Tricarboxylic Acid Cycle

The tricarboxylic acid (TCA) ( Figure 6.8 ) cycle is present in all mammalian cells, except those lacking mitochondria such as mature red blood cells. The TCA cycle oxidizes acetyl CoA derived from carbohydrates, fatty acids, amino acids, and ketone bodies, and produces NADH and FADH ₂ . In addition, the TCA cycle provides intermediates that are utilized for the formation of glucose, lipids, and amino acids. Thus, the TCA cycle is central for metabolism, and is regulated to meet a variety of cellular metabolic demands.
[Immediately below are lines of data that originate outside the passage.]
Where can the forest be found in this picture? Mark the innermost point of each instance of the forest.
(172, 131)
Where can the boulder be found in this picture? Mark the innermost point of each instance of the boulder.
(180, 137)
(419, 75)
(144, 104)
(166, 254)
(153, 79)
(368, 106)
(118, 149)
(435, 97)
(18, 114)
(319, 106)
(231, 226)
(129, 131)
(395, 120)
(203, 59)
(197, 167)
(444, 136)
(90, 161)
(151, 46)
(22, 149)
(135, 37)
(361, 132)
Le Hir et al. assayed three TCA cycle enzymes, i.e., oxoglutarate dehydrogenase, citrate synthase and isocitrate dehydrogenase, in dissected rat nephron segments. The activities of the enzymes were higher in distal segments (TAL and DCT) than in the PT. The distal versus proximal ratios of activities were about 1.5, 2.5, and 2 for oxoglutarate dehydrogenase, citrate synthase, and isocitrate dehydrogenase, respectively. Oxoglutarate dehydrogenase showed the lowest activity along the entire nephron segments, and appeared to catalyze the rate-limiting step of the TCA cycle. Marver et al. determined citrate synthase levels in isolated rabbit nephron segments. The order of relative citrate synthase activities in normal rabbit nephron segments (per kg of dry tissue) was as follows: DCT> PCT> CTAL> CCD> PST. The activity in CCD was regulated by aldosterone.

β-Oxidation of Fatty Acids

Fatty acid is a major energy fuel in the kidney. β-Oxidation of short-, medium- and long- chain fatty acids ( Figure 6.8 ) occurs in mitochondria, and that of very long-chain fatty acids in peroxisomes. The 3-hydroxyacyl-CoA dehydrogenase activity, which mainly represents the mitochondrial β-oxidation pathway, is similarly distributed in all cortical proximal and distal segments, and is much lower in glomeruli and collecting ducts. The peroxisomal fatty acyl-CoA oxidase is restricted to the PT, with a capacity comparable to that in liver cells.

Ketone Body Metabolism

The kidney, as well as the muscle and brain, utilizes ketone bodies as metabolic fuel, while the liver cells do not. Acetoacetate and β-hydroxybutyrate are converted to acetyl CoA in the mitochondrial matrix. In this process, three enzymes, i.e., D-3-hydroxybutyrate dehydrogenase, 3-ketoacyl CoA transferase (3-oxoacid CoA- transferase), and acetoacetyl CoA thiorase, are involved.

Guder and co-workers measured 3-oxoacid CoA- transferase, and D-3-hydroxybutyrate dehydrogenase in mouse nephron. The activities of these enzymes were high in TAL and DCT, but decreased to nearly 20% in the CCD. In the PCT and PST, the 3-oxoacid CoA-transferase activity was almost equal, while the 3-hydroxybutyrate dehydrogenase activity was five-fold higher in PST than in PCT. In glomeruli and thin descending limbs of Henle’s loop, the enzymatic activities were markedly low. These results indicate that 3-hydroxybutyrate and acetoacetate can be metabolized in all of the mouse nephron segments with different capacities. The enzymatic activity for ketone body oxidation mirrors the distribution of mitochondria along the nephron segment.